By James Abela

When Thomas Dohmke first saw GPT-3, he didn’t believe it. The syntax, the accuracy, the apparent magic of it all—surely a language model couldn’t write real, working code? But then it did. And that single moment, that blink of disbelief turned wonder, was the spark that has lit up the entire world of software development.

In a recent conversation with tech YouTuber Matthew Berman, Dohmke painted a bold, thrilling picture of what comes next for programming. Spoiler: it’s less about typing lines of code and more about collaborating with AI to bring ideas to life faster than ever before.
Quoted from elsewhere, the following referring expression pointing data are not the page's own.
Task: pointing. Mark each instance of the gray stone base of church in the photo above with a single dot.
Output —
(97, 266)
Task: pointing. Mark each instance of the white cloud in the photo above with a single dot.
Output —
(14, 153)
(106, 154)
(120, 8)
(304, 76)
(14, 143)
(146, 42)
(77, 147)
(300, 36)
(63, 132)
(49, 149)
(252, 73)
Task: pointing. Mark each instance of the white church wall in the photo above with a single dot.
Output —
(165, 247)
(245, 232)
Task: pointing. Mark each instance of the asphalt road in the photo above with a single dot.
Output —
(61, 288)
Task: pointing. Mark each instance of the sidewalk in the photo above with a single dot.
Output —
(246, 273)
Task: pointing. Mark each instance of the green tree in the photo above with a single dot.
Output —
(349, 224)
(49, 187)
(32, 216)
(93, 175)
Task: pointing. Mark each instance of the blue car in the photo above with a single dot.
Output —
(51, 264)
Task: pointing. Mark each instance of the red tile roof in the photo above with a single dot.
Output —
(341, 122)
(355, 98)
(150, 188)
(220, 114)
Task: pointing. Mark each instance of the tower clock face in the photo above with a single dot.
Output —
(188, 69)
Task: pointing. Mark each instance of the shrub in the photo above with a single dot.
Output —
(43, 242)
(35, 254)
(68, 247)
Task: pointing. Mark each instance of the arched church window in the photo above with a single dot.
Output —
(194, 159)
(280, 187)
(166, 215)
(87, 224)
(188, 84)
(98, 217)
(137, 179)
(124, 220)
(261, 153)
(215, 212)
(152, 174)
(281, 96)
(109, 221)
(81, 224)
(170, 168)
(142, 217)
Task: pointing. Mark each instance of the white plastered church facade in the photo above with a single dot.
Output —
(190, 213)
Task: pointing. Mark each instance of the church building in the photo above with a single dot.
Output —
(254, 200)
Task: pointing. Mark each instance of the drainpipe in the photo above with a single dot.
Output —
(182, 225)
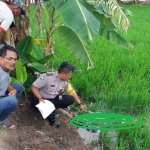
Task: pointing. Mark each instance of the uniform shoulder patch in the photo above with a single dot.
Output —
(49, 74)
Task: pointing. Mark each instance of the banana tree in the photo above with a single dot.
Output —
(78, 22)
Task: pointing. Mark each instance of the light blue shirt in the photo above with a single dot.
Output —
(4, 81)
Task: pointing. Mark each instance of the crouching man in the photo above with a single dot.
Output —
(55, 87)
(8, 93)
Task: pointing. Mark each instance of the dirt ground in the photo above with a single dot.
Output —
(35, 133)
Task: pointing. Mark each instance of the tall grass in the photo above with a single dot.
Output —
(120, 79)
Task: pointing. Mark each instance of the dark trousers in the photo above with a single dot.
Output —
(66, 101)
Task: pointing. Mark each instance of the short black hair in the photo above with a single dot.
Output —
(3, 50)
(65, 67)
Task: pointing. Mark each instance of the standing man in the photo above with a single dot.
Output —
(8, 93)
(55, 87)
(7, 15)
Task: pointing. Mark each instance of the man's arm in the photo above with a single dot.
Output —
(37, 93)
(11, 90)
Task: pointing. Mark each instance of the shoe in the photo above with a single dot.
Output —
(54, 124)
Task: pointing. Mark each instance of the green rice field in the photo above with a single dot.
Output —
(120, 79)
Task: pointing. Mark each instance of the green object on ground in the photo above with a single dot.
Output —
(106, 121)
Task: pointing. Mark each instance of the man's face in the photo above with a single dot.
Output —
(9, 61)
(66, 76)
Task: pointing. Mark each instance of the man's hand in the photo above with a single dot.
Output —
(12, 92)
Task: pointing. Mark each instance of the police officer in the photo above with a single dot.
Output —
(55, 87)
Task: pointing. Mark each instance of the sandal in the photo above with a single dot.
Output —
(6, 124)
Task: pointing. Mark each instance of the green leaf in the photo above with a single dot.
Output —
(25, 45)
(24, 48)
(40, 41)
(79, 19)
(45, 59)
(74, 43)
(116, 38)
(39, 67)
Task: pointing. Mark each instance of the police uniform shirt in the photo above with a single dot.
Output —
(49, 85)
(4, 81)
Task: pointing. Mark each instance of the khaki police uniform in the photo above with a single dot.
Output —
(55, 90)
(49, 86)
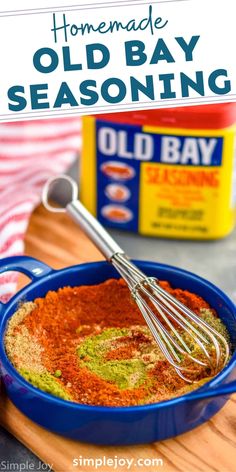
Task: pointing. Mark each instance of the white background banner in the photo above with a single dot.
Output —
(95, 57)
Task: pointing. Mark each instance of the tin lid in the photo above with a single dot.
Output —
(191, 117)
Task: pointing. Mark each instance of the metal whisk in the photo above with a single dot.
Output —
(173, 326)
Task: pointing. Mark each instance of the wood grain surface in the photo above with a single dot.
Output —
(209, 448)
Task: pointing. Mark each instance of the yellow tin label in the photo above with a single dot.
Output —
(165, 182)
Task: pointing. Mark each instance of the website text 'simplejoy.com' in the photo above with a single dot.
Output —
(117, 463)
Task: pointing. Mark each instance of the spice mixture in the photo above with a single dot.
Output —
(90, 345)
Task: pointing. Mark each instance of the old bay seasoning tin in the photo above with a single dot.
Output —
(167, 173)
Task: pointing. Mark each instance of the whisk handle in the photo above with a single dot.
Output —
(94, 230)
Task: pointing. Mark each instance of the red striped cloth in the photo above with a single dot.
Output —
(30, 152)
From Doubt to Deployment: The Rise of GitHub Copilot

Long before Copilot hit the public stage, it was being tested inside GitHub. “It was writing 25% of the code,” Dohmke recalls, still amazed. Developers were hesitant at first—but soon discovered they were more productive, staying in the all-important flow state. It felt like magic, yes, but it was also grounded in smart UX design and years of developer habits, like tab-completion and IntelliSense.
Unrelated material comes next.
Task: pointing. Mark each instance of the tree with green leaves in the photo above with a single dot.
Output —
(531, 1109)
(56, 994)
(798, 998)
Copilot is now a daily tool for millions—and just recently, GitHub took the radical step of open-sourcing its client for Visual Studio Code. “We’re giving back to the community,” Dohmke says, with evident pride. This isn’t just a gesture; it’s a signal that the next wave of AI-powered development will be deeply collaborative.


Should We Still Learn to Code?

Dohmke’s answer is a resounding yes.

Even if AI can build an app for you, understanding how it works remains critical. “It’s like learning maths,” he explains. “You may not become a physicist, but you need to grasp the fundamentals.” Especially as coding agents grow in power, verifying what the machine produces becomes just as important as writing the code yourself.
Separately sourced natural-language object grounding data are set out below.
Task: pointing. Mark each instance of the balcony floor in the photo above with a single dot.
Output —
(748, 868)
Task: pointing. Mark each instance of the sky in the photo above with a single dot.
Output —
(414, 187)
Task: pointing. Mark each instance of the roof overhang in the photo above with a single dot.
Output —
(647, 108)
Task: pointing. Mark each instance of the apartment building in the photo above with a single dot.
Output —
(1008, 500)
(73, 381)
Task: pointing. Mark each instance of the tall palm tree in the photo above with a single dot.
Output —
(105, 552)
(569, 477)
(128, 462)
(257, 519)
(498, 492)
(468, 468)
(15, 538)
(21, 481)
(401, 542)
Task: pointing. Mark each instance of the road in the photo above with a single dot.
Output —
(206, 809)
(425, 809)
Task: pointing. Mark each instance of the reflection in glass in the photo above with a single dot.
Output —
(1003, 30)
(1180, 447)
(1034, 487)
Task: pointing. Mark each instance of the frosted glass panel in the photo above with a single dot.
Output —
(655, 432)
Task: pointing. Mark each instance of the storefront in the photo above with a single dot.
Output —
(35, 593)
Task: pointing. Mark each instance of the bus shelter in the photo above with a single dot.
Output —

From Vibe Coding to Agentic DevOps

One of the most fascinating ideas from the interview was “vibe coding” — a term that captures how modern developers increasingly vibe with AI tools. You describe a problem, and the system builds something close to your vision. This works brilliantly for prototyping. But as Dohmke is quick to point out, serious software still needs oversight, testing, and security.

Enter “agentic DevOps”—a term that sounds futuristic but is already underway. AI agents won’t just help you code; they’ll run tests, scan for vulnerabilities, and even suggest refactors. You stay in control, but with a co-pilot who never sleeps.


The App That Disappears

Dohmke envisions a world where apps aren’t installed but generated on demand. Think: your child wants to track their weekly allowance. You don’t download a generic app; you generate a mini-app, just for them, customised in minutes. It’s ephemeral. It’s personal. It’s the software equivalent of bespoke tailoring.

As AI improves, this vision of just-in-time applications could redefine what we think of as software.


Will AI Replace Developers?

It’s the question everyone’s asking—and Dohmke’s answer is refreshingly honest.

Some roles will be automated. Translation, for example, may soon be handled entirely by real-time AI. But rather than making jobs obsolete, AI will expand what’s possible. More people than ever will be able to become software developers, regardless of background, language, or location.

“The backlog is endless,” he laughs. “AI lets us finally tackle it.”


A Connected Agent Ecosystem

Dohmke also foresees a future not of one super-agent but many—personal, professional, task-based—each specialised, each interoperable. Your personal agent might help you pick dinner. Your work agent manages your codebase. And when you change jobs? The work agent stays behind. The personal agent comes with you.

That vision of personalised, ethical, compartmentalised AI could be the key to trust in an AI-first world.


Final Thoughts

Thomas Dohmke doesn’t see AI as the end of coding—but the beginning of something better. A world where coding is less about fighting compilers and more about expressing ideas. Where more people can build. Where more ideas can thrive.

The future of programming isn’t just AI-assisted—it’s human-guided, community-built, and, in many ways, just getting started.